Doctors twice found the defendant competent to stand trial, though according to the defense, they reportedly found he lived with with “borderline intellectual function” and also struggled with opioid and alcohol dependency, the Sun reported.
Player’s death bereaved fellow churchgoers and community members, Southern Baptist Church Bishop Donte Hickman told WBAL-TV following the murder.
“She helped feed this community, she helped to vaccinate this community, test them when they were sick, to provide flu shots,” Hickman stated. “She was a willing worker.”
Baltimore Mayor Brandon Scott noted Player “loved like Mary and served like Martha,” referring to the murder as “a heinous act of violence,” according to the NBC affiliate.
Player was born in North Carolina and moved to Baltimore when she was five years old, according to her obituary. She began working as a bookbinding instructor for Lippincott Williams & Wilkins (formerly Waverly Press) and retired after 28 years. In 2011, following her retirement, she graduated as valedictorian from the All-State Career School, where she became certified in medical billing and coding, before leaving to tend to her ailing mother.

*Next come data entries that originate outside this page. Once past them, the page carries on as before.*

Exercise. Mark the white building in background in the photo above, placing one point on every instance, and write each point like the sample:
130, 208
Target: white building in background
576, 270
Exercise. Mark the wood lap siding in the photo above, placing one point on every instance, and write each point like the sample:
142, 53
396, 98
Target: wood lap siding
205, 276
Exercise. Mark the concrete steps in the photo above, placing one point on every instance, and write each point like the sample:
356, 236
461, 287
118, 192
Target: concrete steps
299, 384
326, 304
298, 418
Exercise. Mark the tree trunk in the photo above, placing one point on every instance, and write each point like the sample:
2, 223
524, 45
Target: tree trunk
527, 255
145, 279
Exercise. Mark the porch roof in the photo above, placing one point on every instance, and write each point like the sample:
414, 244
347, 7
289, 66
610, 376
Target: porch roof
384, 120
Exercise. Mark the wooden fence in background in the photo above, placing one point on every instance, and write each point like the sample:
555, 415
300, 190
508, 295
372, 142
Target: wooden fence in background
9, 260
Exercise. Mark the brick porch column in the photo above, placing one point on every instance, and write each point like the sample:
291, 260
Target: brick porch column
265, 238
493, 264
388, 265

Player was affectionately referred to as “Dump” and was active at Southern Baptist Church, working as a sexton and distributing food to those in need.
“There’s a void for all of us, but as people of faith, we believe that death is not the end, [and] that we trust God for eternal life and eternal peace, and we know Evelyn has a great reward and she’s resting,” Bishop Hickman said in 2021. “Quite frankly, better than we are on this side.”